Clustered Columnstore Indexes – part 50 (“Columnstore IO”)

Continuation from the previous 49 parts, starting from http://www.nikoport.com/2013/07/05/clustered-columnstore-indexes-part-1-intro/

This blogpost is focused on the reading part of the IO subsystem of the Columnstore Indexes. I will try to explain the improvements in the reading process as well as some of the differences to the traditional Row Storage.

The key performance point of reading part of the Columnstore Indexes is the read-ahead mechanism of SQL Server. When SQL Server (Enterprise Edition) is performing a sequential scan on a table with significant amount of data, the storage engine is trying to improve the performance by issuing read-ahead calls that will ensure that once CPU is ready to process the information, it is already pre-fetched into the memory and hence ready to be worked on.

The read-ahead will try to acquire up to 500 database pages ahead of the performed scan, while combining up to 64 contiguous pages into a single read. This all means that in practice SQL Server is capable to acquire from 8KB and up to 512KB of information in 1 single read while performing read-ahead operation.
This information is correct for the traditional Row Store, and the limitation makes a lot of sense, but since Columnstore Indexes introduction in SQL Server 2012 there is a very significant change to that information.

As you should know, Columnstore Indexes are compressed with a number of different algorithms with the final layers being compressed with the xVelocity (also known as a Vertipaq), with compressed binary data being stored on the disk contagiously.

Additionally, since compressed data is never updated (all new bits are inserted into the new Delta-Stores which might or not become compressed segments), there is a guarantee that the compressed Segments will never be modified.

This architecture gives an enormous advantage for any read-ahead operations for Columnstore Indexes which is naturally well used inside the SQLOS – the read-ahead limit for Columnstore Indexes is actually 16 times bigger than for the RowStore structures: a single read-ahead for Columnstore Indexes can acquire up to 8MB of data.

This is an improvement of a very significat scale – 16 times more data can be prepared for the CPU, which at the same time can process the Columnstore Index information at a higher speed, if we are able to get Batch Processing Mode for our Columnstore Index Scan operation.

For the demo part, this time I decided to go into different direction (because this is a post number 50 in the series, haha :)) and take some of the Stack Exchange data, Stack Exchange Data Dump to be more precise.

For the details on the download and the data import please visit Brent Ozar’s blogpost on how to query StackOverflow.com.

Basically after downloading the dumps, you will need to use the StackOverflow Data Dump Importer, developed by Jeremiah Peschka.

For the test, I have chosen to query PostHistory.Comments table, which in my case contains over 36+ Million Rows and 5 columns: 36.585.420 rows to be more precise.
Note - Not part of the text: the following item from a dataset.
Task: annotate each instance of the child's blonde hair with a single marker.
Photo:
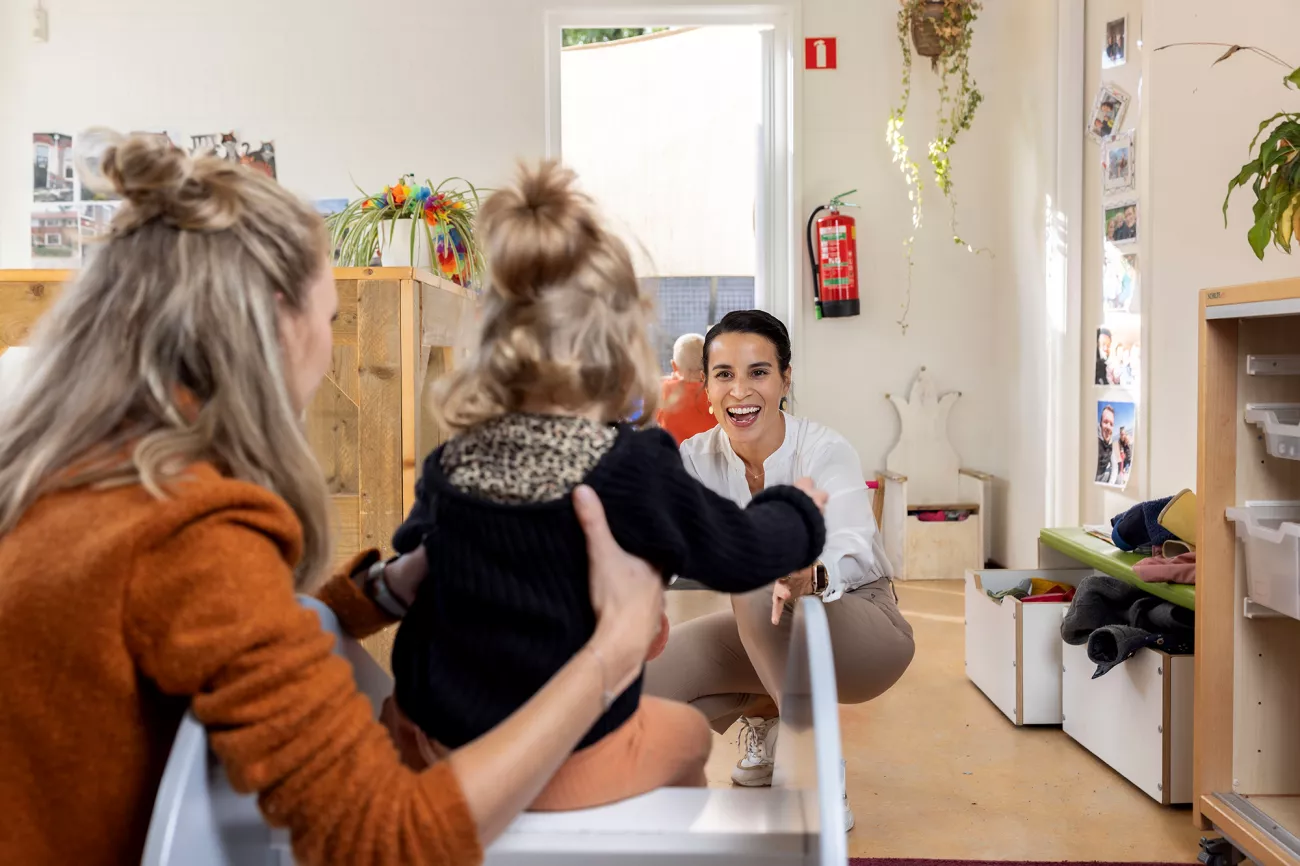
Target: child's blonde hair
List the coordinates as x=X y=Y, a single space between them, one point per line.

To test the reading capacity of Columnstore Indexes, I have decided to create a a slightly modified copy of the original table, calling it PostHistory.Comments_CCI_Modified using the following script, loading the data into a table with Clustered Columnstore Index, this way lowering the total time, since less information was written on the disk (Writes happen only after compression and my TempDB is on quite fast SSD drive).

CREATE TABLE [PostHistory].[Comments_CCI_Modified](
[Id] [INT] NOT NULL,
[CreationDate] [DATETIME] NOT NULL,
[PostId] [INT] NOT NULL,
[Score] [INT] NULL,
[UserId] [INT] NULL
);
CREATE CLUSTERED COLUMNSTORE INDEX CCI_Comments_Modified
ON [PostHistory].[Comments_CCI_Modified;
INSERT into [PostHistory].[Comments_CCI_Modified] 
SELECT Id, CreationDate, PostId, Score, UserId
FROM [PostHistory].[Comments];

Before advancing any further, I have also created a slightly modified version of the Comments table, which is compressed with the PAGE compression:

CREATE TABLE [PostHistory].[Comments_Modified](
[Id] [INT] NOT NULL PRIMARY KEY,
[CreationDate] [DATETIME] NOT NULL,
[PostId] [INT] NOT NULL,
[Score] [INT] NULL,
[UserId] [INT] NULL
) WITH (DATA_COMPRESSION = PAGE);
INSERT into [PostHistory].[Comments_Modified] 
SELECT Id, CreationDate, PostId, Score, UserId
FROM [PostHistory].[Comments_CCI_Modified];

To make sure that I am not inventing anything, I have checked on the fragmentation level of my Rowstore table, which in my case was ~4%, the number that should not prevent the major part of the prefetch process on the Rowstore table.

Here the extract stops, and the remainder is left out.